Mehrotra’s world is an urban space, a place that even as it “grows inwards, loses its sense of openness”, pulses with “energy”. This coherence of emptiness and collectiveness that distinguishes personal from public space, is what distinguishes his current exhibition, Growing Panes in Solitude, in which he uses the window as a metaphor. In one, therefore, a form descends from a ceiling — a chandelier? a mass of cobwebs? — while a window tilted to one side overlooks the outside, the inspiration for which came when he stayed at a “palace” in Samode. “At one level it was sad that the maharajas no longer lived in these magnificent rooms where anonymous strangers now pay money and live; and at another level it was extremely positive that people had access to these places, so they were not neglected,” Mehrotra recounts.

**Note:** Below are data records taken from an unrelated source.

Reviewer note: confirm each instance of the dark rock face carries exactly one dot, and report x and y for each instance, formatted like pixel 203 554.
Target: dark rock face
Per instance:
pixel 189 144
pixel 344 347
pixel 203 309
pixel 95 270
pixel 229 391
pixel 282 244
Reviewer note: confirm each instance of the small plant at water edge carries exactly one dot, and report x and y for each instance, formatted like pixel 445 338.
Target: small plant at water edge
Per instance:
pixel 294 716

It is only after a while you notice that the crowds and chaos of his urbanscapes are devoid of any human form, that there is no visible presence of any living being, that the buildings and streets and traffic alone are suggestive of the voyeurism of our daily lives. Interestingly, three DVDs loop short films that bring in the human dimension and asense of energy that is as compulsive as it is oppressive.
Alive to the process of experimentation less to shock but more as a natural progression of ideas, you can imagine Mehrotra looking out of his window at other windows, highrises, blocks, towers and billboards, assimilating within the chaos separate stories being enacted, not unlike theatre. The mess of the roads becomes, as you remove yourself, an overview, while the closer you get, the more it abstracts itself. “Some canvases are both,” agrees Mehrotra. For him, “the canvas is mute, a blank space where an artist tries to tell a lot of stories”, some of which work, some satisfy him and many of which he throws into the dustbin — “My rejection rate”, he says of completed canvases, “is 30 per cent.”
Nor does he shy away from using computers for his work. “I take photographs of a canvas I am working on to see how a particular colour might look, or how a form might develop”, and uses digital technology with happy — “for me as an artist” — results. Any impositions placed on artists annoy him. Otherwise easy-going, he now explodes: “Who creates these parameters?” he asks. “Who decides them? Galleries ask artists to be consistent because it’s easy for them to market a uniform style.” It’s not one he’s happy to accept. “The artisitic concept” — such as his enduring affair with urbanscapes — “might be a common thread”, but he refuses to be ruled by colours, or mediums. As perhaps a player on his landscape of images, you can only nod, whether in approval or disapproval. That choice alone is yours.